Accanto a loro sono convincenti poi anche le interpretazioni dei tanti altri attori che animano questa miniserie: Felicity Huffman (lei stessa di recente coinvolta in uno scandalo giudiziario su tangenti pagate in cambio di ammissioni in college prestigiosi) è una spietata e fintamente sentimentale procuratore che ha a cuore solo la vendetta della jogger a qualsiasi costo; Vera Farmiga è Elizabeth Lederer, il pubblico ministero che sostanzialmente fa condannare i cinque, alternando in sé stessa dubbi e pregiudizi granitici; Joshua Jackson (il Pacey di Dawson's Creek) è il difensore Mickey Joseph, convintamente dalla parte dei giovani;** Niecy Nash** interpreta la madre di Korey, una mater dolorosa messa di fronte alla più indicibile delle pene, quella di non poter fare nulla per salvare il proprio figlio.

When They See Us è un racconto fondamentale, quasi pedagogico, non solo perché è una dimostrazione lampante dei pregiudizi che si annidano in più livelli nella società ma soprattutto nel sistema giudiziario, ma anche perché mostra come certi errori sconvolgano le vite per sempre: il terzo e quarto episodio, ad esempio, fanno un salto temporale per mostrare non solo la terribile vita dei cinque in carcere (dove anche lì subiscono soprusi e discriminazioni), ma anche la nuova vita che devono condurre una volta usciti, totalmente cambiati ma guardati con sospetto dal resto del mondo.

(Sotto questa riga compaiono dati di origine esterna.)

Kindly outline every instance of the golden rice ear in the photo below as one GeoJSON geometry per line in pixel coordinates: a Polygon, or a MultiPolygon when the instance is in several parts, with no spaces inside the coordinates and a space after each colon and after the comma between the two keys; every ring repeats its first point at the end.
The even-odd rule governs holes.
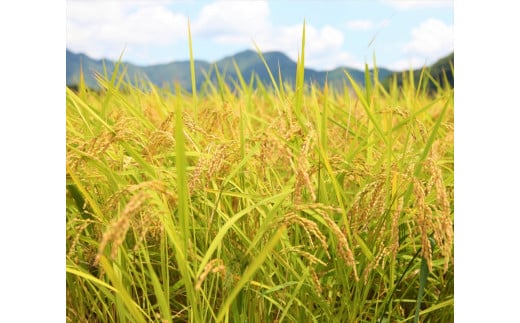
{"type": "Polygon", "coordinates": [[[329,229],[334,233],[336,239],[338,240],[336,249],[340,257],[345,261],[347,266],[352,268],[354,273],[354,278],[356,281],[359,280],[359,276],[357,274],[356,269],[356,260],[354,259],[354,254],[352,253],[352,249],[350,248],[350,244],[348,243],[348,239],[345,234],[341,231],[336,222],[329,217],[329,215],[325,212],[320,213],[323,216],[323,219],[329,226],[329,229]]]}
{"type": "Polygon", "coordinates": [[[195,290],[200,290],[202,283],[204,280],[206,280],[206,277],[210,273],[220,273],[222,275],[222,278],[225,280],[227,276],[227,269],[226,266],[224,266],[224,261],[222,259],[213,259],[210,262],[207,263],[207,265],[204,267],[204,271],[200,276],[197,278],[197,283],[195,284],[195,290]]]}
{"type": "Polygon", "coordinates": [[[426,203],[426,194],[423,184],[417,179],[414,180],[413,191],[416,201],[415,223],[421,236],[421,255],[428,263],[428,269],[432,270],[432,246],[428,235],[433,231],[432,211],[426,203]]]}
{"type": "Polygon", "coordinates": [[[110,257],[112,259],[116,257],[117,250],[125,240],[126,232],[130,227],[131,217],[134,216],[137,211],[139,211],[141,205],[146,201],[147,198],[147,194],[144,192],[139,192],[130,199],[125,209],[119,216],[119,219],[117,219],[103,234],[103,239],[99,244],[99,251],[96,259],[94,260],[94,265],[99,263],[100,257],[103,254],[106,245],[110,241],[112,242],[112,252],[110,253],[110,257]]]}
{"type": "Polygon", "coordinates": [[[327,258],[331,259],[329,251],[328,251],[329,248],[328,248],[327,238],[320,231],[316,222],[306,219],[304,217],[301,217],[294,212],[290,212],[290,213],[286,214],[284,217],[282,217],[281,223],[282,223],[282,225],[286,225],[287,227],[289,227],[292,224],[300,225],[304,229],[305,233],[307,234],[311,247],[312,248],[315,247],[314,242],[312,241],[312,236],[314,236],[320,242],[320,244],[323,248],[323,251],[325,251],[325,254],[327,255],[327,258]]]}
{"type": "Polygon", "coordinates": [[[308,192],[311,194],[312,201],[316,201],[315,189],[310,178],[313,171],[309,163],[309,160],[311,160],[316,131],[312,128],[313,126],[310,123],[308,124],[308,127],[310,131],[303,142],[299,156],[296,158],[296,182],[294,184],[294,199],[296,204],[302,201],[302,189],[304,187],[307,188],[308,192]]]}
{"type": "Polygon", "coordinates": [[[448,270],[450,261],[453,261],[453,221],[451,220],[451,207],[446,191],[446,185],[442,178],[442,169],[438,165],[441,157],[439,152],[440,141],[434,142],[430,157],[426,160],[425,169],[431,174],[429,186],[435,189],[436,203],[435,213],[432,214],[433,238],[444,256],[444,272],[448,270]]]}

Poco consolatorio è il momento in cui sono finalmente liberati da ogni accusa: nel frattempo la loro vita è stata bruciata in carcere e nel marchio di mostri senza scampo, mentre noi dobbiamo portarci appresso la ferita del dubbio. Quello che certe cose succedano quotidianamente anche attorno a noi, senza che ce ne accorgiamo o peggio che facciamo qualcosa per evitarlo.